The mobile health trend is only accelerating. This February, Qatar launched a dialysis machine portal for kidney patients and Jordanian telecomms operator Umniah launched a mobile health application that offers users access to content from America’s Mayo Clinic.
For the average tech entrepreneur building an app, mobile healthcare addresses a critical social issue and reaches a market in need. Growing rates of smartphone use and rising regional strife also means their time has never been more ripe. Here’s a selection of those making a difference today:
DiaLife – Algeria
This portal helps patients learn about diabetes and tracks their progress. Launched last year, the platform’s team placed as finalists in the Cloud software challenge of Microsoft’s Global Imagine Cup competition.
WebTeb and Altibbi – Jordan
These two rivals are both medical portals that provide all of the trappings of a WedMD-style site, complete with a Symptom Checker and professional advice. Altibbi has also launched an app that allows patients to access content on-the-go, while WebTeb offers content translated from Harvard Health Publications.
Tabeebi and DoctorUna – U.A.E.
Both platforms help connect patients to local doctors. DoctorUna focuses on the UAE, allowing patients to compare doctors and book an appointment on its website, while Tabeebi, which launched in February, operates as a comprehensive mobile directory for the Gulf region, listing doctors, pharmacies and clinics by location and insurance plan.
Ekshef – Egypt
This web platform allows patients to search for doctors by location and specialty but more critically, also offers the ability to book medical appointments directly online.

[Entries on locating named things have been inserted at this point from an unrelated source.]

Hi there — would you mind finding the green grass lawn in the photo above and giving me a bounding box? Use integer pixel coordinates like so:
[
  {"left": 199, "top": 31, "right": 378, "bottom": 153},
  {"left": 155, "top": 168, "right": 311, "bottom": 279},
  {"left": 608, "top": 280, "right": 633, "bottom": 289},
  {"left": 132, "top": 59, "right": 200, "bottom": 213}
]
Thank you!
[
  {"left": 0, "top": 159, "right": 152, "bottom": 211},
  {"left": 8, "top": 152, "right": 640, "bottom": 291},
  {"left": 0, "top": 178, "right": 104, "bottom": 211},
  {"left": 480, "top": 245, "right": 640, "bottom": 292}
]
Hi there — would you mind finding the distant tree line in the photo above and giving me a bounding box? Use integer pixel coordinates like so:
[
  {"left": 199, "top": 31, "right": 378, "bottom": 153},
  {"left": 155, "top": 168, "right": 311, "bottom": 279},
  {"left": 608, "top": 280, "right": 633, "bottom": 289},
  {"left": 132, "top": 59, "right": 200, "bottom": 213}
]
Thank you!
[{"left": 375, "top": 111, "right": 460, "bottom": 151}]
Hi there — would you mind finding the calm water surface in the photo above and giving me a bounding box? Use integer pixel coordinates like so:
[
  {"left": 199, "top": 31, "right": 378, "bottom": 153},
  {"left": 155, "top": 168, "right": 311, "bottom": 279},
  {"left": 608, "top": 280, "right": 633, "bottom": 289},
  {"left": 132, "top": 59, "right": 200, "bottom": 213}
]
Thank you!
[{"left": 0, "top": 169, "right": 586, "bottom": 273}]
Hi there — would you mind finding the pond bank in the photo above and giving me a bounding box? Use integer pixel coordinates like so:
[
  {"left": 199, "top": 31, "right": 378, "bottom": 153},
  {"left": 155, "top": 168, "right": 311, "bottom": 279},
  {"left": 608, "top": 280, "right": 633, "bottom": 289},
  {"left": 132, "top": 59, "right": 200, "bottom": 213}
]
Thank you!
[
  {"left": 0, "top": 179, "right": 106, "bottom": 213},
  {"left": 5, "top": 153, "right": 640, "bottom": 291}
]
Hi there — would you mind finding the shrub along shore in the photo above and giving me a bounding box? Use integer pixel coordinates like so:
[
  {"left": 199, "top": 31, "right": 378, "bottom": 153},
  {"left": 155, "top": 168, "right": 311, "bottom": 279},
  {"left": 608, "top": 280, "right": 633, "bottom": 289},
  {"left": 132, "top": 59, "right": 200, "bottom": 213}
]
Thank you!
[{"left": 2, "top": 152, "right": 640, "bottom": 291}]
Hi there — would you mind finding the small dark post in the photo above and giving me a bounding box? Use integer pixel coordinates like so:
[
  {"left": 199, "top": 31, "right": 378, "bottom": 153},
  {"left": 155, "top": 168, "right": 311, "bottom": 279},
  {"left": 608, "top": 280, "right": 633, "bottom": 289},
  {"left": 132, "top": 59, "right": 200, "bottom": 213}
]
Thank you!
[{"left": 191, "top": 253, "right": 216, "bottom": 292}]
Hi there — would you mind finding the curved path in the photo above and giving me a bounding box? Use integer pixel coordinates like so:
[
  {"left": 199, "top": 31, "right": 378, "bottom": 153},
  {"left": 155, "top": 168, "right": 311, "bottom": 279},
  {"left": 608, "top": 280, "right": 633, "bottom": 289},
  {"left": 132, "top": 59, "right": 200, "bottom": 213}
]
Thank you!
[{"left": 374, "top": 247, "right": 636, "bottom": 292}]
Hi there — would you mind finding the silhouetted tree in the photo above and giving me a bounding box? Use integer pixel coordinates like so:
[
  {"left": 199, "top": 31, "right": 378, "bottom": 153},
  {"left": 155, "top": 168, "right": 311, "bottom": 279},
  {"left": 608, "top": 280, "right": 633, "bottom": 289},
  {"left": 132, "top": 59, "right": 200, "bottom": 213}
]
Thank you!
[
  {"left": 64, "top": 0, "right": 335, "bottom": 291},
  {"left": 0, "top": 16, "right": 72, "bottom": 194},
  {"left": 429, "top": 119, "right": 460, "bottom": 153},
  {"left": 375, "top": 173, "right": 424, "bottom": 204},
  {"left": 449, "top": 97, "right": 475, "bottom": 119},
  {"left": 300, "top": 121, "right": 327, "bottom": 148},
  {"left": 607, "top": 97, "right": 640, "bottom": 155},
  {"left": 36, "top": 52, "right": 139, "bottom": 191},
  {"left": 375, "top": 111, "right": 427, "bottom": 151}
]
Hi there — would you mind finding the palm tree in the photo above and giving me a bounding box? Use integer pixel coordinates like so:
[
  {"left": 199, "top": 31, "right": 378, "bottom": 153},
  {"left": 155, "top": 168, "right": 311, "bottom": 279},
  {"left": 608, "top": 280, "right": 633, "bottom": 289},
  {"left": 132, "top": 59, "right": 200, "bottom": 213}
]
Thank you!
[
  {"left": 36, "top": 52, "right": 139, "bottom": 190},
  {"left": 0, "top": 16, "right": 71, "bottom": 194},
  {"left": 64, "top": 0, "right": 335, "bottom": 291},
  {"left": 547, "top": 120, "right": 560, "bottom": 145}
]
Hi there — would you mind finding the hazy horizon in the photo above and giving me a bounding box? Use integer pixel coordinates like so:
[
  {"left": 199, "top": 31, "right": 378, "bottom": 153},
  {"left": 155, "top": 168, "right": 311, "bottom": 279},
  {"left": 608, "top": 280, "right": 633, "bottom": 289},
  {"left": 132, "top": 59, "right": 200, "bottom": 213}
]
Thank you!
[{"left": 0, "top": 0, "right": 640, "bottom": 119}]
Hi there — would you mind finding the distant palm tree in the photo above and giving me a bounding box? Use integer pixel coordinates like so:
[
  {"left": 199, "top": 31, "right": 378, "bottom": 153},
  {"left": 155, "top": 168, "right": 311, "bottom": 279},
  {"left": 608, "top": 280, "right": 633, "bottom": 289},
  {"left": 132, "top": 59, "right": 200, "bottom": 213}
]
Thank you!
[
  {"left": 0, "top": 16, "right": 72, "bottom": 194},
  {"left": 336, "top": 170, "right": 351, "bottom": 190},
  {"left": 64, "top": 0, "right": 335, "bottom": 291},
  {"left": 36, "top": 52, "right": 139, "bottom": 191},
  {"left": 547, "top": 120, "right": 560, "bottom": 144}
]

Donner Sang Compter – Lebanon
Perhaps it’s no surprise that a mobile application facilitating blood donation was launched in Lebanon but it’s not an unfortunate history that inspired its creation, rather, Lebanon’s high rate of car accidents. The app connects those in need of a transfusion with potential donors and also offers emergency information about various hospitals.
CardioDiagnostics – Lebanon
CardioDiagnostics produces LifeSense, a wearable vest that detects abnormalities in a patient’s heartbeat following a heart attack. The only non-smartphone app on this list, CardioDiagnostics aims to prevent deaths from the secondary heart attacks that follow an initial episode.
None of the region’s apps currently make use of geo-location in an interactive manner but that will change, especially once new address systems make finding your way in an emergency much simpler.
The next generation of apps will likely move beyond doctor directories and appointment booking services to include virtual interfaces with doctors around the world. The arrival last year of Google Glasses, a portable computing device embedded in eyewear, means that sharing medical advice, training and diagnosis is becoming much easier.